Phase I Program, Department of Investigational Cancer Therapeutics, The University of Texas M. D. Anderson Cancer Center, Houston, TX 77030, USA.
Cancer. 2010 Sep 1;116(17):4086-94. doi: 10.1002/cncr.25277.
Liver metastases in patients with cancer are associated with poor survival. The authors of this report conducted a phase 1 study of hepatic arterial infusion (HAI) oxaliplatin combination therapy in patients with advanced cancer and liver metastases.
Treatment consisted of escalating doses of HAI oxaliplatin 60 mg/m(2) to 175 mg/m(2) and intra-arterial heparin 3000 IU (Day 1); leucovorin 200 mg/m(2) intravenously (iv) and 5-fluorouracil 300 mg/m(2) bolus plus 600 mg/m(2) iv (Days 1 and 2); and bevacizumab 10 mg/kg iv (Day 3). A conventional "3 + 3" design was used.
Fifty-seven patients were treated, including 30 women and 27 men. The median age was 57 years, and the patients had received a median of 3 prior therapies (range, 1-7 prior therapies). The most common cancer was colorectal (n = 29). Overall, 204 cycles were administered (median per patient, 2 cycles; range, 1-17 cycles). The maximum tolerated dose (MTD) of HAI oxaliplatin was 140 mg/m(2). Dose-limiting toxicities were grade 4 thrombocytopenia (n = 1) and grade 4 hypokalemia (n = 1) at 150 mg/m(2) (n = 5). Thirty-three patients (58%) had no toxicity greater than grade 1. The most common toxicities were thrombocytopenia (n = 19), fatigue (n = 15), nausea/vomiting (n = 6), constipation (n = 6), and diarrhea (n = 4). Of 55 patients who were evaluable for response (according to Response Evaluation Criteria in Solid Tumors), 4 patients (7%) had a partial response (PR), and 32 patients (58%) had stable disease (SD), including 15 patients (48%) who had SD for >/=4 months. Of 28 patients with colorectal cancer, 3 patients (11%) had a PR, and 9 patients (32%) had SD for >/=4 months.
HAI oxaliplatin combined with systemic 5-fluorouracil, leucovorin, and bevacizumab had antitumor activity in patients with advanced cancer and liver metastases, and the current results indicated that this combination warrants further study. Cancer 2010. (c) 2010 American Cancer Society.
癌症患者的肝转移与预后不良有关。本文作者进行了一项奥沙利铂经肝动脉输注(HAI)联合治疗晚期癌症伴肝转移患者的 1 期研究。
治疗方案为奥沙利铂 HAI 剂量递增,60mg/m(2)至 175mg/m(2),并经肝动脉内给予肝素 3000IU(第 1 天);亚叶酸 200mg/m(2)静脉推注(iv)和 5-氟尿嘧啶 300mg/m(2)推注加 600mg/m(2)iv(第 1 和第 2 天);贝伐单抗 10mg/kg iv(第 3 天)。采用传统的“3+3”设计。

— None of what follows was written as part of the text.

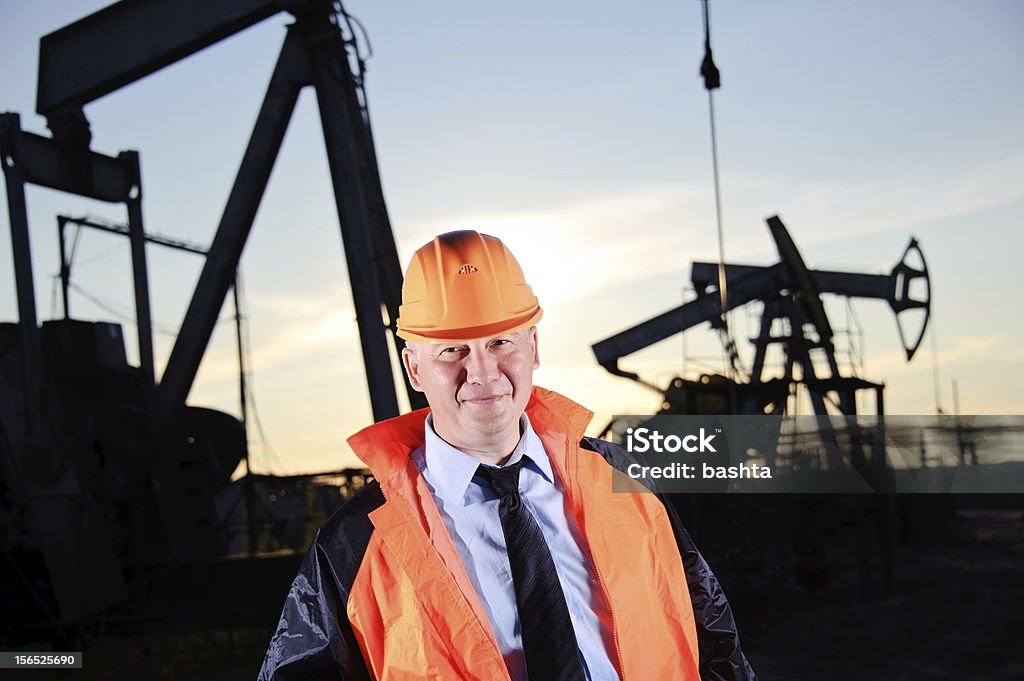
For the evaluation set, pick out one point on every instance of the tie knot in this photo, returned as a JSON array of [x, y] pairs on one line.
[[504, 481]]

57 例患者接受治疗,其中 30 例为女性,27 例为男性。中位年龄为 57 岁,中位治疗前病史为 3 次(范围 1-7 次)。最常见的癌症为结直肠癌(n=29)。共给予 204 个周期(中位数为每个患者 2 个周期;范围为 1-17 个周期)。奥沙利铂 HAI 的最大耐受剂量(MTD)为 140mg/m(2)。剂量限制毒性为 150mg/m(2)(n=5)时的 4 级血小板减少症(n=1)和 4 级低钾血症(n=1)。33 例(58%)患者无大于 1 级的毒性。最常见的毒性为血小板减少症(n=19)、乏力(n=15)、恶心/呕吐(n=6)、便秘(n=6)和腹泻(n=4)。55 例可评价疗效的患者(根据实体瘤反应评价标准),4 例(7%)患者有部分缓解(PR),32 例(58%)患者疾病稳定(SD),包括 15 例(48%)患者 SD 持续时间大于等于 4 个月。28 例结直肠癌患者中,3 例(11%)患者 PR,9 例(32%)患者 SD 持续时间大于等于 4 个月。
奥沙利铂经肝动脉输注联合全身 5-氟尿嘧啶、亚叶酸和贝伐单抗治疗晚期癌症伴肝转移患者具有抗肿瘤活性,目前的结果表明该联合治疗值得进一步研究。癌症 2010。(c)2010 年美国癌症协会。